そう言って渡されたのは孟隻直筆のクリスマスカード。白い小さな封筒に、赤い蝋できちんと封泥が施され、紛れもなく孟隻直筆のものだとわかる。

…ただ不愉快なことに、中身は遅れるから先に行っていて欲しいという謝罪だったが。


「ホテルまでご案内するようにと申し付けられております。どうぞ、こちらへ」


ドアを開け、促されるまま中に入る。
座ったシートはあり得ないほど柔らかかった。





『…よく私だとわかったな』


走り出した車の後部座席、運転席に座る相手に話しかける。
あの辺りには、他にも車を待つ女は何人かいたのだが。この男はそれはもう素早く、自分が扉から出てきた瞬間に声をかけてきたのだ。

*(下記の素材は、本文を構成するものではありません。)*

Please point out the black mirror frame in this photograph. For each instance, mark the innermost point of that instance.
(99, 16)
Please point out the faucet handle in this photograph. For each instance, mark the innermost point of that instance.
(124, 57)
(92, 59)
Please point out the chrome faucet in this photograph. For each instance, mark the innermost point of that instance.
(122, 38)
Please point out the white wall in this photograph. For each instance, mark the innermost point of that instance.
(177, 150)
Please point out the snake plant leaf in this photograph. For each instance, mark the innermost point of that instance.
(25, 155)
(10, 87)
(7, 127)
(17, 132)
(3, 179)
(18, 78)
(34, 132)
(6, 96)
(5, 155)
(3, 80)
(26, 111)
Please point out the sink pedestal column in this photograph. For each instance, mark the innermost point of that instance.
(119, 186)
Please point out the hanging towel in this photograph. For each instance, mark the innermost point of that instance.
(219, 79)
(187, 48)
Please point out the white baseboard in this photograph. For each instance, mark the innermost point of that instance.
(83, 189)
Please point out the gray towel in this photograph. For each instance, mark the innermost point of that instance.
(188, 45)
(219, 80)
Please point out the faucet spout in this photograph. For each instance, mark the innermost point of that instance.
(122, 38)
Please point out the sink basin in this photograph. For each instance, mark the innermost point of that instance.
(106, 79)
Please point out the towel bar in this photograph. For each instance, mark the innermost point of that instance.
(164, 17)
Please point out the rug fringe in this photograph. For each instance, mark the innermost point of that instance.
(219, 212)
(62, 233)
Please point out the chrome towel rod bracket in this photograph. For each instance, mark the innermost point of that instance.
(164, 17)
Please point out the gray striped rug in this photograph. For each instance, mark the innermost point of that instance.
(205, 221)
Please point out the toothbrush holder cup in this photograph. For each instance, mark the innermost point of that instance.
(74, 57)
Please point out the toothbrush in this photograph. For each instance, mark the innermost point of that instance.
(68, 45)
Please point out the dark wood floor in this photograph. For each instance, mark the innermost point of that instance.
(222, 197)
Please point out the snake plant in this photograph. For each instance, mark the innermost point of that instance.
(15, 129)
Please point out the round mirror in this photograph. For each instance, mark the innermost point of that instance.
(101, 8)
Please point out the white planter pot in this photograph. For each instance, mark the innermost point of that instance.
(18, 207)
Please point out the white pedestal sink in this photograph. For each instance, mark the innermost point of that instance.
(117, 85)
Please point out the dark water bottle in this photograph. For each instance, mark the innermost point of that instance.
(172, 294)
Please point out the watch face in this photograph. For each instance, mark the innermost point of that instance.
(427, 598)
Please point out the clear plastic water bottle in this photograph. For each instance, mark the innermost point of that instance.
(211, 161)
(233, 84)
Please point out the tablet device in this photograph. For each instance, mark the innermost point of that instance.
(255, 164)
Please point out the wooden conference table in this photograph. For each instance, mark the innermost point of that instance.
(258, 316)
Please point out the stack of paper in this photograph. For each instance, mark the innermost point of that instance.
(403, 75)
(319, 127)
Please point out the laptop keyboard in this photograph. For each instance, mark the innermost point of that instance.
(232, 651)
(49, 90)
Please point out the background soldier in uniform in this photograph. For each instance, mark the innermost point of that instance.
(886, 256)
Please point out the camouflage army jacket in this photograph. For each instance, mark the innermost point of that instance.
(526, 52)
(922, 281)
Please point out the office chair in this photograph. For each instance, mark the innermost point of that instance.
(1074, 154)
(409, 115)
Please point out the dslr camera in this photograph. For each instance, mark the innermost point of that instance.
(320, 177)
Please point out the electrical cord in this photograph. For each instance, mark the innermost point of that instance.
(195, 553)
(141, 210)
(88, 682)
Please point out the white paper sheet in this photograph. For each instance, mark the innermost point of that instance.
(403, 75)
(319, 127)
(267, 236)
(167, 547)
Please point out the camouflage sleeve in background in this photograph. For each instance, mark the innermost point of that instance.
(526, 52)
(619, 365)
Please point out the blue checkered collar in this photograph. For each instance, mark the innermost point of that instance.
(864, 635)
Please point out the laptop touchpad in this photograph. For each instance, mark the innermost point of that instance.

「私は主のプレゼント選びに付き合いましたので、間違いませんとも」


数日前、突然孟隻から送られてきた包み。開けてみれば、このやたらと背中の開いたフォーマルドレスが入っていた。しかも、今日着けてきてくれと装飾品まで全て揃って、だ。


「それに、主の話通り大変お美しかったので、一目でわかりました」


にこにこと、何が楽しいのか知らないが、それがやけに癪にさわる。
この小綺麗な顔の男が、こんな笑顔で孟隻と並んで歩いたのか。


『……さっきから主、主と言うが、孟隻はただの上司じゃないのか?こんな私用にまで従う必要なんて…』


ないだろうと言えば。


「まさか。主は我々が全霊を捧げてお仕えする方です。命令に公私はありませんよ」


相手はバックミラー越しに更ににっこりと笑ってそう言い切るのだ。
随分と信頼されたものだと思う反面、孟隻なら当然だとどこかで思っているから腹がたつ。


『ふん…で、結局孟隻は何を仕事にしている奴なんだ』

「申し訳ありませんが。それをお教えすると、貴女様の身が危なくなります」

『なっ…』


せめて孟隻本人から聞いてほしいと断られ、絶句する間にするすると車はロータリーに滑りこんで。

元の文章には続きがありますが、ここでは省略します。